Steven Heyer is Chief Executive Officer and Executive Chairman of Haymaker Acquisition Corp. II. He is also lead director of OneSpaWorld Holdings and serves as a director of Lazard Ltd and Lazard Group. Mr. Heyer has over 40 years of experience in the consumer and consumer-related products and services industries leading a range of companies and brands. He has applied his leadership and analytical skills in a variety of leadership positions across diverse industry groups, including broadcast media, consumer products, along with hotel and leisure companies. Mr.

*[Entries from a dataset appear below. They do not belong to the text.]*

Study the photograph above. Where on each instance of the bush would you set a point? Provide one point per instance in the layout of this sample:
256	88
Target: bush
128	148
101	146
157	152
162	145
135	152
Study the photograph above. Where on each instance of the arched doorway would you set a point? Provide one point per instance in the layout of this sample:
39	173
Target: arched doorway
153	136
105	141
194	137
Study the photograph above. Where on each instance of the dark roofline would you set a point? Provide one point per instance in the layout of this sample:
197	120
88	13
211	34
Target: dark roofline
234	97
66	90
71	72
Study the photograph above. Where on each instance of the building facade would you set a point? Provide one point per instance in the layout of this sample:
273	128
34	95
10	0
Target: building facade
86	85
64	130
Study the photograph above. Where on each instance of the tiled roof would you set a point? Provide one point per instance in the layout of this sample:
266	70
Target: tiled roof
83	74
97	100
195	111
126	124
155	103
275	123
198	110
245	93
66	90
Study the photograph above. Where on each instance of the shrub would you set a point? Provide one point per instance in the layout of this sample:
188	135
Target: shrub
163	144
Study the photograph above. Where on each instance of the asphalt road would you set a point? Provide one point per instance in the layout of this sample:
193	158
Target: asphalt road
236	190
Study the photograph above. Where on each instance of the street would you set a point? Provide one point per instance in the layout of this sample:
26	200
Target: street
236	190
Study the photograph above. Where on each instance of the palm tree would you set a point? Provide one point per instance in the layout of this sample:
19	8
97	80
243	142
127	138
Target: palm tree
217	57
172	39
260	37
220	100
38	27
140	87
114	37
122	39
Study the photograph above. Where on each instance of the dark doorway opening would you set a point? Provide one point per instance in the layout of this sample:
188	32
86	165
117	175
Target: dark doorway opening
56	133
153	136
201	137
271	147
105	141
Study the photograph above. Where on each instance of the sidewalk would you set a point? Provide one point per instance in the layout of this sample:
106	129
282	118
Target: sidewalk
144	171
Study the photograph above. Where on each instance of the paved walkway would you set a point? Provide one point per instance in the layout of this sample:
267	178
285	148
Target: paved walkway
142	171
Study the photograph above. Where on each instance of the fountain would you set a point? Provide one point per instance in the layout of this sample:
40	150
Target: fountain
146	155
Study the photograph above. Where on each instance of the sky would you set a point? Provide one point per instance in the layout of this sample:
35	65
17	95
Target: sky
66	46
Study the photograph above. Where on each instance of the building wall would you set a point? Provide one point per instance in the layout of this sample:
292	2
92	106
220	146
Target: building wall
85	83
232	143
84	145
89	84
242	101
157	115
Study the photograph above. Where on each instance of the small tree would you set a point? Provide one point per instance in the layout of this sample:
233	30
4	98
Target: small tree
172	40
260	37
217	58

Heyer was the Chief Executive Officer of Starwood Hotels & Resorts Worldwide and President and Chief Operating Officer of The Coca-Cola Company. He also was President and Chief Operating Officer of Turner Broadcasting System, Inc., and a member of AOL Time Warner’s Operating Committee. Among other roles, he is an advisor and director to, and investor in, several private companies, including startups and turnarounds.
IPO Edge: What type of leadership qualities are most important in a successful SPAC?
Mr. Heyer: The most successful SPACs should have a mix of an operator who can see the potential in a business and someone with the financial mind needed to craft a deal. I really enjoyed working with Andy on Haymaker and we’re doing the same thing with Haymaker II. I’ve come to love him even more.
IPO Edge: What kind of company makes a good SPAC target?
Mr. Heyer: You look for a good business that has both growth and free cash flow. It should be differentiated from the rest of the market with a wide moat around the business. OneSpaWorld has all of those features and we were able to get a deal done with a fabulous company. We had almost no redemptions and great enthusiasm for the transaction.
IPO Edge: What are the reasons to do a SPAC versus a traditional IPO?
Mr. Heyer: If the owner wants to take significant money off the table immediately, a SPAC is better. It’s also an opportunity for the owner to roll some of the investment to participate in the upside of a well-performing stock.
However, for a SPAC to succeed, you need trust and motivation on both sides. That’s how we got a friendly, fast negotiation with OneSpaWorld.
IPO Edge: Is there a size limitation for SPAC IPOs? What’s helping them get bigger?
Mr. Heyer: We raised $400 million for Haymaker II but it could be a billion dollars. The issue is that you’re probably looking for a middle market deal, so you don’t need that much in the SPAC IPO. You’re not going to raise $5 billion.
With a more successful track record, you can attract investors who want to bet on your team before the target is known.
IPO Edge: How have SPACs been perceived over the years?
Mr. Heyer: If you go back 20 years, SPAC was a dirty word. The reason is that people were using them to line their pockets. They were being bad stewards. Even recently, we had a handful of investors who had a knee-jerk negative reaction to a SPAC because of that history. But with more successful deals, attitudes are changing. It’s evolved from being a niche vehicle to becoming a real asset class.
IPO Edge: You talked about cash flow. Could a SPAC deal be done with a fast-growing company that’s not yet profitable?
Mr. Heyer: I would do it if the growth story were compelling enough and the potential for meaningful profit creation was clear. The expectation needs to be that the business can float on its own and doesn’t hinge on a dozen promises or flawless integration. At some point it stretches credibility.